Déjà, il est souvent difficile, voire impossible de se procurer les contrats pour les étudier en détail au regard des promesses figurant dans les brochures. Nous avons eu le cas récemment avec un lecteur sollicité par la société Legendre Patrimoine pour un investissement photovoltaïque de ce type, et qui n’avait pu obtenir que la brochure pleine de promesses, mais pas les contrats détaillant le cadre juridique de ces promesses. Ensuite, dans le cas des panneaux solaires, il s’agit d’investir dans une société en participation, c’est-à-dire une société informelle entre personnes, échappant au formalisme et aux obligations déclaratives habituelles des entreprises vis-à-vis de leurs associés et actionnaires. Au bout du compte, on a non seulement des garanties bancales sur le plan contractuel, en plus des aléas liés à la production, à la réglementation et aux subventions, mais en plus ces prétendues garanties ne s’appuient sur aucune sécurité sérieuse puisqu’elles ne sont garanties que par celui qui fait la promesse, et dont la solvabilité est totalement illusoire par rapport à une vraie garantie financière comme celle d’une banque ou d’un assureur. On a malheureusement un bon exemple de ce décalage entre discours et réalité avec Solabios, qui se flattait en décembre 2009 d’avoir collecté 3 millions d’euros auprès des épargnants avec la première holding photovoltaïque ayant obtenu un visa de l’AMF pour investir dans des centrales solaires présentées comme « un placement aux revenus réguliers et à fort rendement (8%) », et qui s’est écroulée deux ans plus tard avec scandale et procès à la clé pour des milliers d’épargnants ruinés, en plus d’une amende circonstanciée de l’AMF de 50 000 euros dès 2013.

En résumé, les risques de déception sont à la hauteur de la fausse idée que l’on peut se faire de ces prétendues garanties : l’investissement dans les énergies renouvelables à revenus garantis sans risque de perte en capital, ça n’existe pas, c’est une supercherie !

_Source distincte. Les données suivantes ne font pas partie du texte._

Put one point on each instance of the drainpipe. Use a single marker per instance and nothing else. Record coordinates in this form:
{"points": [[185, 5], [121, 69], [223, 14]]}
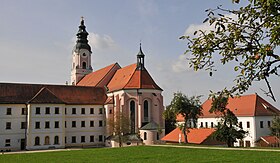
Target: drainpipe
{"points": [[25, 130]]}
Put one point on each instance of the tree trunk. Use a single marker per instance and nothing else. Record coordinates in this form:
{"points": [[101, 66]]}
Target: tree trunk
{"points": [[184, 131]]}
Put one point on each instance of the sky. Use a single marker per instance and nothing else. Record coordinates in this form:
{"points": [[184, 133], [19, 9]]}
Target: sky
{"points": [[37, 38]]}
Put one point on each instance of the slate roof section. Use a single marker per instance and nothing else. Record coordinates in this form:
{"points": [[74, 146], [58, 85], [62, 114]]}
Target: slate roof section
{"points": [[195, 136], [12, 93], [95, 78], [130, 77], [45, 96]]}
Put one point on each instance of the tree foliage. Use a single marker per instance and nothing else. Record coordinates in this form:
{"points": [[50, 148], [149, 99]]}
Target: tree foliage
{"points": [[247, 38], [275, 126], [189, 107], [169, 116], [227, 129]]}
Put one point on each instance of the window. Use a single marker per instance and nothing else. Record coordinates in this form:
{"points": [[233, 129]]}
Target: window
{"points": [[100, 138], [240, 125], [23, 111], [248, 124], [83, 124], [73, 139], [47, 140], [100, 110], [56, 124], [56, 140], [84, 65], [8, 125], [56, 110], [146, 111], [145, 136], [91, 123], [9, 111], [100, 123], [37, 125], [73, 123], [91, 138], [157, 136], [37, 111], [37, 140], [47, 124], [47, 110], [83, 111], [83, 139], [91, 110], [73, 110], [23, 125], [7, 142]]}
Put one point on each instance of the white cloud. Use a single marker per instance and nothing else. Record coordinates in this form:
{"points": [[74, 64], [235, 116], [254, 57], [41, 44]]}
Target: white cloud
{"points": [[204, 26], [181, 64], [101, 42]]}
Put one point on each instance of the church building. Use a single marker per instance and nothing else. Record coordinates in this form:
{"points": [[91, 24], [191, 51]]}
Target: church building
{"points": [[40, 116]]}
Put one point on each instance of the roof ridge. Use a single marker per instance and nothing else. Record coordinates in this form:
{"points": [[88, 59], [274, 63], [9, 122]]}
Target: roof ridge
{"points": [[114, 64], [130, 78]]}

Cinq minutes pour comprendre :
Retrouvez ici l’interview TV sur ce thème dans l’émission Ecorama du 05/10/2015

Lire aussi : Les illusions photovoltaïques inquiètent le gendarme boursier
La décision de sanction de l’AMF contre Solabios et ses panneaux solaires à 8% ayant fait faillite !
Gare aux pièges des placements en biens divers et entreprises extraordinaires !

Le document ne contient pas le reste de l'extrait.